DCSA Seeks an Internet Mining Tool to Detect Insider Threats
The Defense Counterintelligence and Security Agency (DCSA) has published a request for information (RFI) solicitation for contractors who can develop a tool that will automatically sort through social media and other public websites to create a searchable database of posts, items of interest, relationships and interactions that can be used in insider threat investigations.
This ties in with all of the security clearance holders enrolled in Continuous Evaluation as well as the future Trusted Workforce 2.0 initiative. Here is how it would work: a flag is generated on a DOD employee or contractor as a potential threat. A security analyst reviews the information and opens an investigation or inquiry, which would include using digital evidence contained within DOD networks. They would also use this proposed tool that would allow the analyst to input limited identity search criteria to pull information from social media and other internet sites that relate to the subject of the investigation to determine if there is an immediate threat or an action needed.
The RFI sets specific parameters that must be met. These include:
- The capability to broadly scan the internet based on a known primary actor.

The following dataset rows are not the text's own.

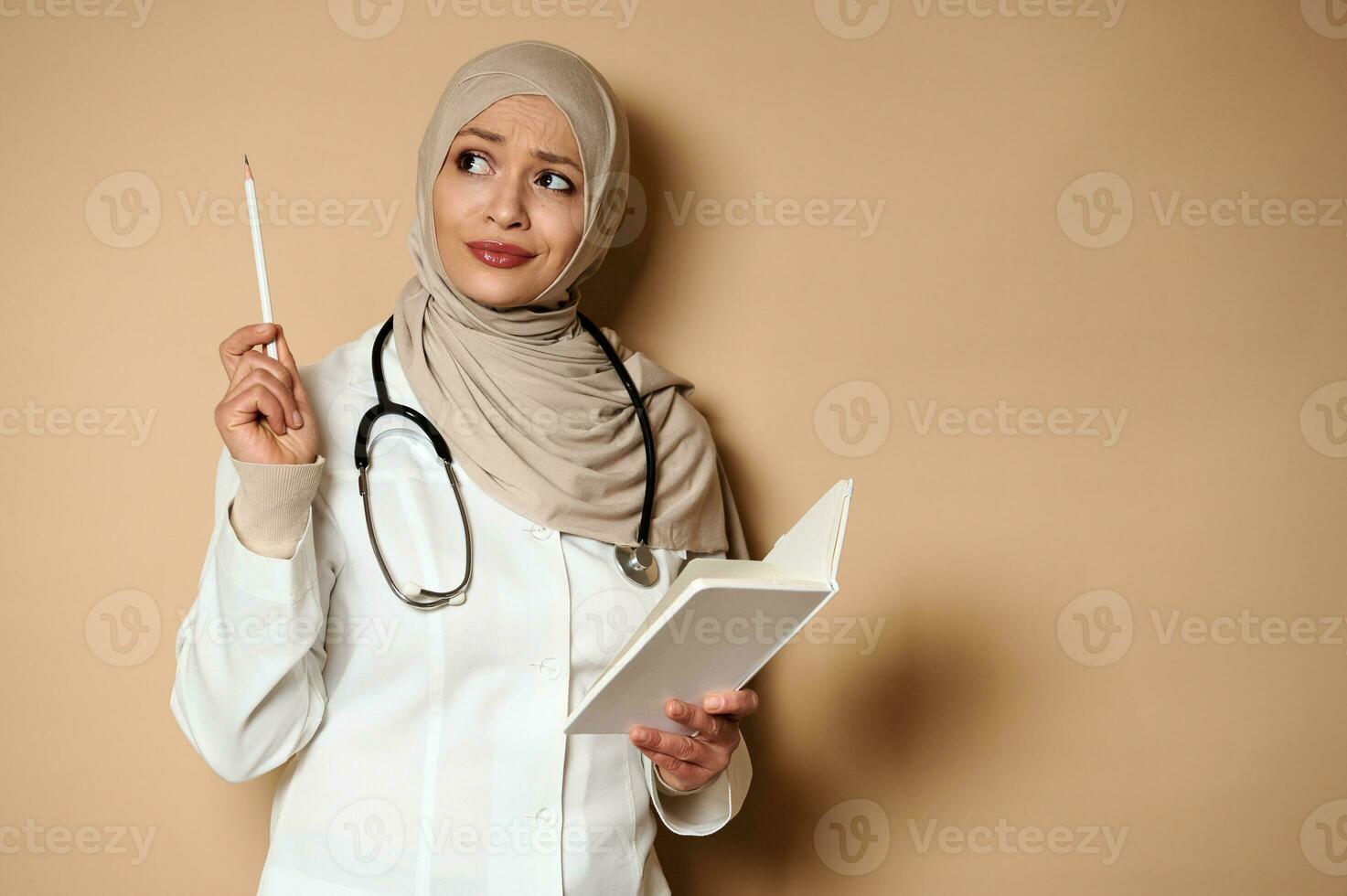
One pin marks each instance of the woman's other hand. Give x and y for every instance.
(265, 415)
(686, 763)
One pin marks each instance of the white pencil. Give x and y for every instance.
(259, 256)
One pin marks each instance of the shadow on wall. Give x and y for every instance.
(920, 697)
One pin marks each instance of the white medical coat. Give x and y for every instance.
(423, 751)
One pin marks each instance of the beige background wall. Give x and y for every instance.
(1136, 629)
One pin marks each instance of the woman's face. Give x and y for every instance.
(509, 201)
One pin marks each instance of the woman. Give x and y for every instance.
(423, 750)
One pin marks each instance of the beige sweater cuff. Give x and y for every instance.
(270, 511)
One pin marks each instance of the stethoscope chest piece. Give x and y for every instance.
(637, 565)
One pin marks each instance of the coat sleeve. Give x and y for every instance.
(248, 690)
(711, 806)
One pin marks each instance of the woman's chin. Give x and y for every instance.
(497, 295)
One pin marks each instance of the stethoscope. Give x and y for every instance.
(636, 560)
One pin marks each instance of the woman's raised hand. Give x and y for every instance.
(265, 415)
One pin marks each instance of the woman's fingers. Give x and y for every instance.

- The capability to conduct extremely accurate identity resolution based on initially limited data sets to validate that the results truly belong to the primary actor.
- The capability to scan the internet not only for text but for photos and videos containing images related to the primary actor and behaviors of concern.
- The capability to deliver both screen shots of relevant materials and the ability to view more broadly the information surrounding it to ensure appropriate context is captured.
- The capability to not only conduct a single check on an individual for existing information but to maintain continuous checks with frequency no less than weekly on a known actor during the period of time the individual’s case remains open.
- The existing capability to meet all DOD and federal information technology standards to ensure use and capability on DCSA networks.
- The ability to access all data without creating a fake user account or creating affiliations with the known primary actors, which is strictly prohibited.
For those with concerns about personal privacy, the RFI specifies that DCSA only wants to collect “information that is available to the public, under privacy settings set to ‘public,’ after creating a user login for the social media site.”